Re: shapes-ISSUE-30 (shape-and-data-graphs): Are shapes and data in the same graph? [SHACL Spec] from Holger Knublauch on 2015-04-09 (public-data-shapes-wg@w3.org from April 2015)

From: Holger Knublauch <holger@topquadrant.com>
Date: Thu, 09 Apr 2015 10:07:49 +1000
To: public-data-shapes-wg <public-data-shapes-wg@w3.org>
Message-ID: <5525C2D5.9080408@topquadrant.com>
On 3/31/2015 20:22, Dimitris Kontokostas wrote:
> I am skeptical about this feature. I cannot work if for instance you 
> want to validate a SPARQL endpoint against a set of shapes not stored 
> directly in the endpoint.

Do we even support SPARQL endpoints at this stage? I believe all we ever 
talked about were RDF datasets. As discussed in [1] an RDF dataset is a 
collection of RDF graphs. SPARQL endpoints are invoked quite differently 
via a network protocol, and as you point out, SPARQL end points are 
one-way-streets that cannot necessarily query the other graphs in the 
dataset that the SHACL engine is started with.

I do not want to discourage this use case, and know that APIs such as 
Jena do have a concept of remote query execution. But for now the 
assumption was that we are dealing with Graphs (similar to the Jena 
Graph API), that can have basic SPO queries and may have SPARQL support.

I believe it requires an explicit decision by the WG to support SPARQL 
end points as validation targets, and the usual process would be user 
story -> requirement -> approval/rejection. Until that, we should assume 
simplicity and only talk about datasets.

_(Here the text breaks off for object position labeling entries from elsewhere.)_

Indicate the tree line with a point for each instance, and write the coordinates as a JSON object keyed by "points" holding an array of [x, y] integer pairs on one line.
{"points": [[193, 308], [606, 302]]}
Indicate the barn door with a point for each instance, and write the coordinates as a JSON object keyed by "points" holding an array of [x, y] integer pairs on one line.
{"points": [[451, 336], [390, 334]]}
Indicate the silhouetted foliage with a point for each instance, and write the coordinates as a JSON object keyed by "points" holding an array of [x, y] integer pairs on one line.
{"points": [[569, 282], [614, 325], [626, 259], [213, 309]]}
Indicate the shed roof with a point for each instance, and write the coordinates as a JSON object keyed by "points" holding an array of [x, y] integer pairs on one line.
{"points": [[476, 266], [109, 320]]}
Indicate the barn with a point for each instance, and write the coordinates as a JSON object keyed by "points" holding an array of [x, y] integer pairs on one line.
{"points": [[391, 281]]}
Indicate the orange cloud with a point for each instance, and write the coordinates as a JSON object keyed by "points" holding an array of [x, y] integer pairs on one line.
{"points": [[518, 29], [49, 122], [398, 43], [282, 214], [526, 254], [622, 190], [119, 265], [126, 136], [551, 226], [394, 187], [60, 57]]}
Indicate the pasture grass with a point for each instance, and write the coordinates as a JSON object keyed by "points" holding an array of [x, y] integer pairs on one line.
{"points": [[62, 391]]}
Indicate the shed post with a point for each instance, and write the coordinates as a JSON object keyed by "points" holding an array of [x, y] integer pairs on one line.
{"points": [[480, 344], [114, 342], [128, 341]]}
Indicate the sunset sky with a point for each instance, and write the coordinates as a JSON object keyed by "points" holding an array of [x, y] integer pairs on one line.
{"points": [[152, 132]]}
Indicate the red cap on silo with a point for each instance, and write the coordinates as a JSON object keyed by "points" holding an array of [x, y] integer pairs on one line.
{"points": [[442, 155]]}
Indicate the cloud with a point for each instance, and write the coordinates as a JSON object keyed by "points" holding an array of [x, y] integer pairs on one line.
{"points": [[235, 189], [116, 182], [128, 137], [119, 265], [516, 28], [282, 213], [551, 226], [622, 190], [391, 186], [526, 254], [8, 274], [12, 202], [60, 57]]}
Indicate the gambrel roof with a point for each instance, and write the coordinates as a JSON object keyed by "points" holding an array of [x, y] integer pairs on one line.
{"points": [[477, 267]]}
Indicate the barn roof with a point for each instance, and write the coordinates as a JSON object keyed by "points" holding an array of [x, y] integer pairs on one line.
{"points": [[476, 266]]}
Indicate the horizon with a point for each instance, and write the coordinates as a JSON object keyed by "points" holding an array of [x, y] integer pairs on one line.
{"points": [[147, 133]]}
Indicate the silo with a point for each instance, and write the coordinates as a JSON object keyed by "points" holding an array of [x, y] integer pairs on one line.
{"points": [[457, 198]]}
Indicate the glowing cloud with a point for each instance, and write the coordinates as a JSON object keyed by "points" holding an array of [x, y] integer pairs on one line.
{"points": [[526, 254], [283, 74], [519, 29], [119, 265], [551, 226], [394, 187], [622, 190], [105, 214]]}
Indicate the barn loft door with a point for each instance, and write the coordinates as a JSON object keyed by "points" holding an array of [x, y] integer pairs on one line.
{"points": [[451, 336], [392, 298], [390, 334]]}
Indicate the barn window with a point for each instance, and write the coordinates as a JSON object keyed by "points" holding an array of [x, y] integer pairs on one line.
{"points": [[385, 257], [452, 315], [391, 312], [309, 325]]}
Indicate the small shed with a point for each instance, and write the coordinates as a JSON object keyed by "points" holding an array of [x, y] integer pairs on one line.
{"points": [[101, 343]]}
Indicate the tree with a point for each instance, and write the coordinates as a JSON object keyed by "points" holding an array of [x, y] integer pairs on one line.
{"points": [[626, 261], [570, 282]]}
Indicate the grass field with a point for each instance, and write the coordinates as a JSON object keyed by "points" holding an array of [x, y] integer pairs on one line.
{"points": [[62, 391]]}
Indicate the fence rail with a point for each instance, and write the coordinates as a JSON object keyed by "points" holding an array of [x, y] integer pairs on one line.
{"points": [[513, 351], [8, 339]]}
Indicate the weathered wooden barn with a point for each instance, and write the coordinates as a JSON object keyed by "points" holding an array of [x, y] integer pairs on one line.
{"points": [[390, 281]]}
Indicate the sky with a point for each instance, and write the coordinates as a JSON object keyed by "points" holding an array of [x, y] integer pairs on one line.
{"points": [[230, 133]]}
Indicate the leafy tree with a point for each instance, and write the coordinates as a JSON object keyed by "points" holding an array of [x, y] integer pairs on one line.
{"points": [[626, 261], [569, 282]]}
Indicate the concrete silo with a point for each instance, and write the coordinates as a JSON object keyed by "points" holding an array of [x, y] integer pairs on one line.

Note that you could define a 
virtual named graph that wraps a SPARQL end point, yet this graph would 
need to fulfill the usual contracts.

Holger

[1] http://www.w3.org/TR/rdf11-datasets/

> If we allow this the difference should be somehow obvious, e.g. as a 
> separate (sub)property.
>
> We also need to make clear that we check only the existence of the 
> direct literal values or IRIs and we do not perform subgraph comparison
>
> e.g.
> # SHACL Graph - simplified
> sh:property [
>  sh:predicate ex:p1
>  sh:allowedValues ex:a
> ]
> ex:a ex:p2 ex:b
>
> # Data Graph - simplified
>
> ex:X ex:p1 ex:a
> ex:a ex:p2 ex:c
>
> This should pass since we do not check for the existence of "ex:a 
> ex:p2 ex:b" in the data
>
>
> On Tue, Mar 31, 2015 at 2:06 AM, Holger Knublauch 
> <holger@topquadrant.com <mailto:holger@topquadrant.com>> wrote:
>
>     FWIW my prototype uses two properties
>
>     - sh:include (points from a graph to another data graph to include
>     similar to owl:imports)
>     - sh:library (points from a graph to a graph with constraint
>     definitions
>
>     These properties could be used to dynamically determine which
>     other subgraphs need to be added into the query graph (visible in
>     the WHERE clauses by default), versus the "compile-time" graph
>     that is needed to figure out which constraints to validate at all.
>
>     This assumes that a typical set up is roughly like
>
>     my:InstanceGraph
>         sh:include/owl:imports my:ClassGraph (may include constraints)
>             sh:library SHACL namespace + other template libraries etc
>
>     In that case, the query graph would consist of the first two
>     graphs only, but exclude those graphs referenced via sh:library only.
>
>     Another set up would be
>
>     my:InstanceGraph
>         sh:include/owl:imports my:ClassGraph (just the schema)
>         sh:library my:ConstraintsGraph (constraints for schema)
>             sh:include my:ClassGraph
>
>     in which case the query graph would consist of the first two
>     graphs only, while my:ConstraintsGraph would only be visible at
>     "compile time".
>
>     I had hinted at such a solution when I wrote down the requirements
>
>     https://www.w3.org/2014/data-shapes/wiki/Requirements#Organizing_Constraints_in_Named_Graphs
>     https://www.w3.org/2014/data-shapes/wiki/Requirements#Including_Named_Graphs_for_Query_Evaluation
>
>     which did not get any support yet. Maybe this problem was deemed
>     too far down, and I am still not convinced that now is the best
>     time to discuss these details - I believe we have more critical
>     questions to answer first.
>
>     Holger
>
>
>
>     On 3/31/2015 3:11, Karen Coyle wrote:
>
>
>
>         On 3/29/15 3:49 PM, Richard Cyganiak wrote:
>         This though assumes that you have control over the instance
>         data, which is not always the case. So although this may work
>         for some applications, others will be operating over data
>         created by third parties who have their own data model. I
>         mention this just so we can keep in mind that we have both
>         situations to address.
>
>
>             I don't follow. Why does the described design require that
>             I have control of the instance data, and why wouldn't it
>             work with third-party data?
>
>             Richard
>
>
>         Richard, I may have misunderstood your example, but the
>         situation I am referring to is one in which you are unlikely
>         to know what graphs are used in someone else's instance data,
>         but you still need to validate properties and values.
>
>         kc
>
>
>
>
>
>
> -- 
> Dimitris Kontokostas
> Department of Computer Science, University of Leipzig
> Research Group: http://aksw.org
> Homepage:http://aksw.org/DimitrisKontokostas
Received on Thursday, 9 April 2015 00:09:14 UTC